Sind elektrische Lösungen besser als hydraulische – diese Frage wird nicht nur in Fachartikeln diskutiert. Ist Hydraulik bald eine Technologie von gestern? Sollten Unternehmen eher auf Elektrik setzen?
Professor Thomas Nied-Menninger, Hochschule Bochum: Ich beobachte den Trend zur Elektrifizierung schon seit meinen Studienzeiten. Hydraulik war und ist immer noch ein Nischenfach – umfassendes hydraulisches Fachwissen findet sich häufig nur noch bei Systemanbietern.

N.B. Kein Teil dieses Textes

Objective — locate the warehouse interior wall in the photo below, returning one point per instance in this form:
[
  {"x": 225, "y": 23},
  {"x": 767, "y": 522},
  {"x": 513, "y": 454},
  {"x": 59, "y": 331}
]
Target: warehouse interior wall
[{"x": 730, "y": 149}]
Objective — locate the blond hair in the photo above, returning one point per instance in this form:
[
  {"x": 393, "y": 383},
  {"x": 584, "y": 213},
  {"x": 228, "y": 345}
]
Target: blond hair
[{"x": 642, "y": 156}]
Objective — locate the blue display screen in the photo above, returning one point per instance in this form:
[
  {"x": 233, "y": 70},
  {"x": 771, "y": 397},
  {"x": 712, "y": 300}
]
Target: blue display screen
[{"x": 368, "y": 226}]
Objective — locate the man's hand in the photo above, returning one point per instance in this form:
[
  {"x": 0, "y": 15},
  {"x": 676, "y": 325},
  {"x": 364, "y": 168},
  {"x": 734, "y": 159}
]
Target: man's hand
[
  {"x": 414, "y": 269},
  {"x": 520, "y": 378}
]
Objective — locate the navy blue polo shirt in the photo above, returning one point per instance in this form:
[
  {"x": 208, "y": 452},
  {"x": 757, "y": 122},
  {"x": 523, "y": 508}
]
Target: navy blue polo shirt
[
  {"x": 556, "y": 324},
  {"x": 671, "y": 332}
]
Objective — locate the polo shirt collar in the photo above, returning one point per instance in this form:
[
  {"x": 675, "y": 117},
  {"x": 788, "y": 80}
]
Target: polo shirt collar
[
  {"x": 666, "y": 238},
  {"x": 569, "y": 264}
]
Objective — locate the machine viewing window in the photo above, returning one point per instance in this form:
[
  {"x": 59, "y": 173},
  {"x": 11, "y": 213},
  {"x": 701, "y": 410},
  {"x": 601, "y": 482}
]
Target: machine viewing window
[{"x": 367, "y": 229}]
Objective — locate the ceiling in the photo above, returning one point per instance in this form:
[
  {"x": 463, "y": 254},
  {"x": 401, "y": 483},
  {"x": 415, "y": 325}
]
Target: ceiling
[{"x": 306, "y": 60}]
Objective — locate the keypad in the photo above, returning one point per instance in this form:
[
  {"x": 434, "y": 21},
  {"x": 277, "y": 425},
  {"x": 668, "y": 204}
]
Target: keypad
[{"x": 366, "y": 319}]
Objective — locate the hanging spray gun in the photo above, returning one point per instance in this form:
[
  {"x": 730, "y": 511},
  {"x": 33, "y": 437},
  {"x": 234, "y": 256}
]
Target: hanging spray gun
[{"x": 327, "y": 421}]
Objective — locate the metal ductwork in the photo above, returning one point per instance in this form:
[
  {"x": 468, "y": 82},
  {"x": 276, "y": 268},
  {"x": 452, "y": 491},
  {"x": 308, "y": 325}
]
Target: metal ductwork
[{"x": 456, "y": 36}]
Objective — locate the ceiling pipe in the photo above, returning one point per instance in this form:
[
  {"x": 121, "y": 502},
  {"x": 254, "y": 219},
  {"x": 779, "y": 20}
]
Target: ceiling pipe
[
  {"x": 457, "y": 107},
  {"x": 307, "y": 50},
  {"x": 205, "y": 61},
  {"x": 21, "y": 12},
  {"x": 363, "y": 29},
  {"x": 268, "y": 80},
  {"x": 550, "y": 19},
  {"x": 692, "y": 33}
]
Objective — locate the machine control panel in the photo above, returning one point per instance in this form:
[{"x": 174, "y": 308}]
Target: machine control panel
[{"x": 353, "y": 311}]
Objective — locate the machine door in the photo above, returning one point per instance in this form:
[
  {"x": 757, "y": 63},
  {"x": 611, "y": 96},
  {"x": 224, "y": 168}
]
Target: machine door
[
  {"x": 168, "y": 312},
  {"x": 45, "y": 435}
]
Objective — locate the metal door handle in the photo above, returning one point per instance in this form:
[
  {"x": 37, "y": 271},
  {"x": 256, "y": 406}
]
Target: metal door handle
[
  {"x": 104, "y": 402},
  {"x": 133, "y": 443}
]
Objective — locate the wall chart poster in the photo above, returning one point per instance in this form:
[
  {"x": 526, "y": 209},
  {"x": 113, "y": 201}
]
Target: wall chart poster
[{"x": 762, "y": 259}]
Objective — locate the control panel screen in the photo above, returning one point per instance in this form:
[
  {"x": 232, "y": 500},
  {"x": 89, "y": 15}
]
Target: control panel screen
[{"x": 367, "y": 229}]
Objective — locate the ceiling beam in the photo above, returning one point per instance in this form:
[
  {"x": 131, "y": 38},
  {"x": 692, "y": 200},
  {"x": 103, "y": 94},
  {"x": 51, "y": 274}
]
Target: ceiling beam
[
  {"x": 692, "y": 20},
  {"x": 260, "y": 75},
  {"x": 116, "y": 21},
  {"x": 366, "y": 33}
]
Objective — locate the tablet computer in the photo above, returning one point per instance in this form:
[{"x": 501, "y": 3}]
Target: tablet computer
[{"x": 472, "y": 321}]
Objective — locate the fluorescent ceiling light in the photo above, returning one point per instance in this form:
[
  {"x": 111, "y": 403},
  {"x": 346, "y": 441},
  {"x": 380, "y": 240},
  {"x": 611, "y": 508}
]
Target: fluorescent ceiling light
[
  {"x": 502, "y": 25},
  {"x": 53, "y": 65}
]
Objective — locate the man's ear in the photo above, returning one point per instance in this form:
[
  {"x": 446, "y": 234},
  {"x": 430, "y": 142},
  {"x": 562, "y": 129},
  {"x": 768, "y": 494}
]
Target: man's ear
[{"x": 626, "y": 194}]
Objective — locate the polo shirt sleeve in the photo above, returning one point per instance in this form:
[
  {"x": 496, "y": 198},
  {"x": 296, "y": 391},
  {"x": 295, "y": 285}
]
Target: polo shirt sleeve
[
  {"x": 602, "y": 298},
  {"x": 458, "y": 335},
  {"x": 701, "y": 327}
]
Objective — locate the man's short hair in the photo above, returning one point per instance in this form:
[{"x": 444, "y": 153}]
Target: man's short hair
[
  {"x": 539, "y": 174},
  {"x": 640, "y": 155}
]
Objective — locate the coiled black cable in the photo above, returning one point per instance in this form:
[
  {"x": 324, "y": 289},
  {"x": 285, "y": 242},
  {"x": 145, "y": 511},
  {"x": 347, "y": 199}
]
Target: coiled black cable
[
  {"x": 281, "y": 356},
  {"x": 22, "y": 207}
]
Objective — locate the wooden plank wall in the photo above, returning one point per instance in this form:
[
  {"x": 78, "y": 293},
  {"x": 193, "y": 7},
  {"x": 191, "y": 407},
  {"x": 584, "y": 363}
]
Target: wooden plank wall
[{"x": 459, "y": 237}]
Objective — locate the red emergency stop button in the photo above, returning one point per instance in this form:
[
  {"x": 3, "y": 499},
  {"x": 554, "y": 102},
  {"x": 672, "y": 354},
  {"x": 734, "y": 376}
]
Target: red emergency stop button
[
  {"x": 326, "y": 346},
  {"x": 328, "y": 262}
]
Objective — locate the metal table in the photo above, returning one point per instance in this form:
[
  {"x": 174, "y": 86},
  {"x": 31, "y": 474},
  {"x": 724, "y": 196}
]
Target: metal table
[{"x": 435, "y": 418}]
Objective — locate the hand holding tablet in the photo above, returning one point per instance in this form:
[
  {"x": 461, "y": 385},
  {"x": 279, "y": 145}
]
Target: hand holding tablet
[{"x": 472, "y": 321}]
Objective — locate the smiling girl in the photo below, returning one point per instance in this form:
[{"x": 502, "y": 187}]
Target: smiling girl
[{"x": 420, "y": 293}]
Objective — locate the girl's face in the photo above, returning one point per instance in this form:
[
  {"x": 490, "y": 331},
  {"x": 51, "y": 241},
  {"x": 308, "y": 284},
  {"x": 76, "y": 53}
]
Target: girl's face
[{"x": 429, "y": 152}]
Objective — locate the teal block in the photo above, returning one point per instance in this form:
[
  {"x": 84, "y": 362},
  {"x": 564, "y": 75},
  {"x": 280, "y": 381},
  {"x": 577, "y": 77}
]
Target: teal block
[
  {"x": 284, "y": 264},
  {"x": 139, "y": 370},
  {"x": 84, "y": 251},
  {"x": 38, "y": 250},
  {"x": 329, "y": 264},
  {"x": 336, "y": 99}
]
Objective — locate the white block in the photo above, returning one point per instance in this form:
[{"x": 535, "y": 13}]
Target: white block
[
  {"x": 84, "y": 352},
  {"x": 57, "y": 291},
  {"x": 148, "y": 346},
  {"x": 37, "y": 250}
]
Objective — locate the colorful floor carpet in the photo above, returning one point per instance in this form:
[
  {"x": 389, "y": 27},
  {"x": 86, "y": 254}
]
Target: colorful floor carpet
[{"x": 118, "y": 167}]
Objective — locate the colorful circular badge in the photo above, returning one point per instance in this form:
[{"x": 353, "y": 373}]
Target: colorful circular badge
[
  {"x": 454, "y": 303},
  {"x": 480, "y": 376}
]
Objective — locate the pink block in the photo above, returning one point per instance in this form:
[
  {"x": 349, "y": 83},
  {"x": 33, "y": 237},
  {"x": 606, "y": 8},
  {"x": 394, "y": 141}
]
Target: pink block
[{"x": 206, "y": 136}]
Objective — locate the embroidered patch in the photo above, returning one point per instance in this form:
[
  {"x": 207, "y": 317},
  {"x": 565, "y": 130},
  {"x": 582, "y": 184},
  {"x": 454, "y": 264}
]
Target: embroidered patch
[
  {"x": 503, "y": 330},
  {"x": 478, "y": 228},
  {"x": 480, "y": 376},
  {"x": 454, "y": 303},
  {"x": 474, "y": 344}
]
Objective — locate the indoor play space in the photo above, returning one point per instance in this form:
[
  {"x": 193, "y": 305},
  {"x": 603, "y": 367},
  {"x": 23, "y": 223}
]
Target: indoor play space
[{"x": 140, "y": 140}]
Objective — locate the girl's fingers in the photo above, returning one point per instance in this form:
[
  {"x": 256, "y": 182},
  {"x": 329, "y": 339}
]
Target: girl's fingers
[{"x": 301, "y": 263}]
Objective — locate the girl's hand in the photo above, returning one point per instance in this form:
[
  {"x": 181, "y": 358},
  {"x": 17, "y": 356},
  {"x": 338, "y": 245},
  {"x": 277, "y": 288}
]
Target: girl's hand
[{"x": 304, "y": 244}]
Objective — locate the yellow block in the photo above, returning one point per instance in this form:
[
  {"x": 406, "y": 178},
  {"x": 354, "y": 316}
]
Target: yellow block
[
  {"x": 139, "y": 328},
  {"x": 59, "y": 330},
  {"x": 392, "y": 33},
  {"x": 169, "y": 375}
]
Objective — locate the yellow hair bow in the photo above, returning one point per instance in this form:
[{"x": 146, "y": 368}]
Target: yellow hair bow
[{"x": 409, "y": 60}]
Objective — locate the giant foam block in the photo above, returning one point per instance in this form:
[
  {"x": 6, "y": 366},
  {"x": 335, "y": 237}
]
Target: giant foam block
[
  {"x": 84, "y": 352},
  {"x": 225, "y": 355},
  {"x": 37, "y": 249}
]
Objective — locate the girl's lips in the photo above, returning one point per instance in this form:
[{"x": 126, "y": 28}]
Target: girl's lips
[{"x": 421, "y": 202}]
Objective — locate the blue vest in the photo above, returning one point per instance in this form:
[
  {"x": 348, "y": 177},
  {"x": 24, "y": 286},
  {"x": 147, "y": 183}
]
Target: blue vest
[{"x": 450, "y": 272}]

Axel Binner, Geschäftsführer Hydropa: Wir beobachten ebenfalls diesen Trend – allerdings ist die pauschale Aussage, dass Elektrik besser ist als Hydraulik, schlichtweg falsch. Es gibt immer weniger Hydraulik-Fachkräfte, im Gegensatz dazu aber immer mehr Elektriker. Vielleicht werden deshalb tendenziell eher elektrische Lösungen verbaut – obwohl Hydraulik häufig die bessere Entscheidung wäre.
Wenn beide Technologien ihre Berechtigung haben: Wann empfiehlt es sich, Hydraulik einzusetzen und in welchen Fällen ist Elektrik die bessere Wahl?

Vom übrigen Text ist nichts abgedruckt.